Aynı çağın tarihçisi Josephus’a göre, önemli bir etken ölümsüz can inancıydı. Massada’daki Zelotların lideri Eleazar Ben Yair ilk başta adamlarını intihar etmenin Romalıların elinde köle olmak ya da ölmekten daha onurlu olacağına ikna etmeye çalıştı. Tereddüt ettiklerini görünce, can hakkında ateşli bir şekilde konuşmaya başladı. Bedenin can için sadece bir köstek, bir hapishane olduğunu anlattı. “Can ancak, kendisini ağırlaştırarak yere bağlayıp çepçevre kuşatandan kurtulunca kendi yerine döner; o zaman, bizzat Tanrı gibi, insan gözüne görünmez olup gerçek anlamda mübarek bir güçten ve tamamıyla sınırsız bir kuvvetten pay alacaktır,” diye devam etti.
Bu kez tepki neydi? Josephus’a göre, Eleazar bu doğrultuda uzun uzadıya konuştuktan sonra “tüm dinleyiciler konuşmasını keserek zaptedilemez bir coşkuyla bir an önce ailelerini ve kendilerini öldürmeye koyuldular.” Josephus şunları ekliyor: “Herkes kendinden geçmişçesine koşup yanındaki adamdan önce davranmaya çalıştı, . . . . karılarını, çocuklarını ve kendilerini katletme arzusu bu denli karşı konulmaz bir duruma gelmişti.”
Bu korkunç örnek, ölümsüz can öğretisinin insanın ölümle ilgili normal görüşünü nasıl kökten değiştirebileceğini gösteriyor. Bu öğretiye inananlar ölümü insanın en kötü düşmanı olarak değil, özgürleştirdiği can için daha yüksek düzeydeki bir varoluşa açılan kapı olarak görmeyi öğrenirler.
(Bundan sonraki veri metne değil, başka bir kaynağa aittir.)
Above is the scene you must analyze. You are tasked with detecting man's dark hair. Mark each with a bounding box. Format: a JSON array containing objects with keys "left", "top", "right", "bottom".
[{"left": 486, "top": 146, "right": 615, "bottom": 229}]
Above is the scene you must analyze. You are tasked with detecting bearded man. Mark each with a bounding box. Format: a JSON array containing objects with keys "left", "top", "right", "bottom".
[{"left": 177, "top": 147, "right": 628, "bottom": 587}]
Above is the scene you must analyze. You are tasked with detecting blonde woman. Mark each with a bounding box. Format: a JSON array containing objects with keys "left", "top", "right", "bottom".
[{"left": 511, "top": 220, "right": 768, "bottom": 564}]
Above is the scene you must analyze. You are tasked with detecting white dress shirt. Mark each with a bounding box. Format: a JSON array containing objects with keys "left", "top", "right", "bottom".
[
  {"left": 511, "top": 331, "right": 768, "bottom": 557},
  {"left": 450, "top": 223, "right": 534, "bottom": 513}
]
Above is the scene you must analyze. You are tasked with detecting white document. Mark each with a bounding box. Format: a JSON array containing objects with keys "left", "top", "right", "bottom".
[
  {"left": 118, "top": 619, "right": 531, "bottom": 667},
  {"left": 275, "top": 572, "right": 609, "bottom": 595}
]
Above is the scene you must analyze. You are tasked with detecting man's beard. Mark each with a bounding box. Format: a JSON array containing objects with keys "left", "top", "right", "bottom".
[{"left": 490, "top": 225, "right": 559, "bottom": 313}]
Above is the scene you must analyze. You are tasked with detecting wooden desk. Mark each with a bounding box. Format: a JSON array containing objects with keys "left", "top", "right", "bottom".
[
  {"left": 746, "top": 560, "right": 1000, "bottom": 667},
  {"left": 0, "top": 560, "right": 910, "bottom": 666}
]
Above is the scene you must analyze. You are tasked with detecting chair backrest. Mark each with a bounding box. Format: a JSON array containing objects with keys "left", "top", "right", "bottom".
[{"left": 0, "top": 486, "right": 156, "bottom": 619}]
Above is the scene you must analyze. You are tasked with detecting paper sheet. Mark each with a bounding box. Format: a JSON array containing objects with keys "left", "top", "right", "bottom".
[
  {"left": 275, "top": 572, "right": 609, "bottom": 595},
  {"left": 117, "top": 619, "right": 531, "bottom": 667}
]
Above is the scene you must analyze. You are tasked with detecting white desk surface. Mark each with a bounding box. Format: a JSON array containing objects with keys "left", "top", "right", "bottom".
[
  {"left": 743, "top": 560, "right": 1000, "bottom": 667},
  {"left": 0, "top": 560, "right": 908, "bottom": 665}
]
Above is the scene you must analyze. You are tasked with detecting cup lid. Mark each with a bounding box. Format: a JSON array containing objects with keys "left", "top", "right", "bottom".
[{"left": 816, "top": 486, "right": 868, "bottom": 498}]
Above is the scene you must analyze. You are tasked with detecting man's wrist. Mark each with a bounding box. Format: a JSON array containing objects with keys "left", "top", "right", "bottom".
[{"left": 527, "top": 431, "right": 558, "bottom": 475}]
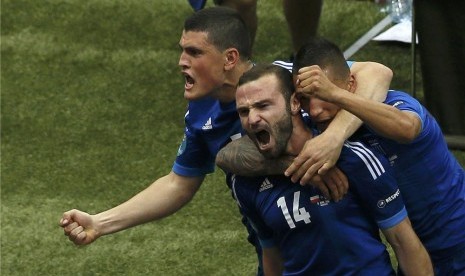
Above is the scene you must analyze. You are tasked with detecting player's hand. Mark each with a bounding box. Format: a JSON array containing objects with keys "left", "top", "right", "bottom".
[
  {"left": 284, "top": 132, "right": 342, "bottom": 184},
  {"left": 296, "top": 65, "right": 340, "bottom": 101},
  {"left": 60, "top": 209, "right": 100, "bottom": 245},
  {"left": 301, "top": 167, "right": 349, "bottom": 202}
]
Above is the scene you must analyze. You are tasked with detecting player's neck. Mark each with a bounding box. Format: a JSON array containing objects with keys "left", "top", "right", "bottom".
[{"left": 287, "top": 117, "right": 313, "bottom": 156}]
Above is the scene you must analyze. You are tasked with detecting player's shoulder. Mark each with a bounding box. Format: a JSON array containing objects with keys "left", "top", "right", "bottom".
[{"left": 338, "top": 141, "right": 389, "bottom": 180}]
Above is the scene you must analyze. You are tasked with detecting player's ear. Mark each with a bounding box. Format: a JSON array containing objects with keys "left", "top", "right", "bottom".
[
  {"left": 224, "top": 48, "right": 240, "bottom": 70},
  {"left": 347, "top": 74, "right": 357, "bottom": 93},
  {"left": 290, "top": 92, "right": 301, "bottom": 115}
]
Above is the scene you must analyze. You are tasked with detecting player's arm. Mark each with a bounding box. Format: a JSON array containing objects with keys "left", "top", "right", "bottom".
[
  {"left": 262, "top": 247, "right": 283, "bottom": 276},
  {"left": 60, "top": 172, "right": 204, "bottom": 245},
  {"left": 216, "top": 136, "right": 349, "bottom": 201},
  {"left": 286, "top": 62, "right": 392, "bottom": 182},
  {"left": 318, "top": 91, "right": 421, "bottom": 143},
  {"left": 381, "top": 218, "right": 434, "bottom": 276}
]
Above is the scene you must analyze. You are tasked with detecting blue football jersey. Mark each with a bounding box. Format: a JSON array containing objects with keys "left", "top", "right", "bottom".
[
  {"left": 173, "top": 98, "right": 242, "bottom": 176},
  {"left": 358, "top": 90, "right": 465, "bottom": 261},
  {"left": 231, "top": 143, "right": 407, "bottom": 275}
]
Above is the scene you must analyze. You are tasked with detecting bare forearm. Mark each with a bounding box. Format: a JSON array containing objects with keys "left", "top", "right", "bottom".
[
  {"left": 216, "top": 137, "right": 292, "bottom": 176},
  {"left": 326, "top": 62, "right": 392, "bottom": 141},
  {"left": 94, "top": 173, "right": 203, "bottom": 235},
  {"left": 350, "top": 62, "right": 393, "bottom": 102}
]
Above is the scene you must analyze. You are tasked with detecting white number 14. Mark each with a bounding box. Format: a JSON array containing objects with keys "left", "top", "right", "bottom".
[{"left": 276, "top": 191, "right": 311, "bottom": 228}]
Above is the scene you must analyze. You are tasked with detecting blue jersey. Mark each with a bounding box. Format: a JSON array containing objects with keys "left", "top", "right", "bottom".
[
  {"left": 232, "top": 142, "right": 407, "bottom": 275},
  {"left": 173, "top": 98, "right": 242, "bottom": 177},
  {"left": 172, "top": 61, "right": 353, "bottom": 177},
  {"left": 354, "top": 91, "right": 465, "bottom": 261}
]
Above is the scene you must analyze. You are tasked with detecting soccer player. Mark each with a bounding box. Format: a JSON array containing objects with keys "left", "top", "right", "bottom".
[
  {"left": 219, "top": 35, "right": 465, "bottom": 275},
  {"left": 231, "top": 65, "right": 433, "bottom": 276},
  {"left": 60, "top": 7, "right": 392, "bottom": 274},
  {"left": 294, "top": 39, "right": 465, "bottom": 275}
]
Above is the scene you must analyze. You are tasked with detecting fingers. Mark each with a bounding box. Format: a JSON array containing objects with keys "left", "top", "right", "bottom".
[{"left": 60, "top": 210, "right": 75, "bottom": 227}]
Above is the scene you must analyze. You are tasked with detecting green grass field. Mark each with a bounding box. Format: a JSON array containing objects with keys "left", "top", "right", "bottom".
[{"left": 0, "top": 0, "right": 465, "bottom": 275}]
Yahudi Zelotlar neden buna inanıyordu? Birçoğu onların mukaddes yazılarının, yani İbranice Kutsal Yazıların insanın içinde bilinçli bir ruhun, ölümden sonra ondan çıkıp yaşamaya devam eden bir canın bulunduğunu öğrettiğini zanneder. Gerçekten böyle midir?
İbranice Kutsal Yazılarda Can
Kısacası, hayır. Kutsal Yazıların daha ilk kitabı olan Tekvin’de, candan sizin sahip olduğunuz değil, bizzat olduğunuz bir şey olarak söz ediliyor. İlk insan Âdem’in yaratılışı hakkında şunu okuyoruz: “Adam yaşıyan can oldu.” (Tekvin 2:7) Burada can için kullanılan İbranice neʹfeş sözcüğü İbranice Kutsal Yazılarda 700’den fazla defa geçiyor. Ancak hiçbir zaman onun insanın ayrı, göksel, ruhi bir parçası olduğu fikrini vermiyor. Tam aksine can, elle tutulur, somut, fiziksel niteliktedir.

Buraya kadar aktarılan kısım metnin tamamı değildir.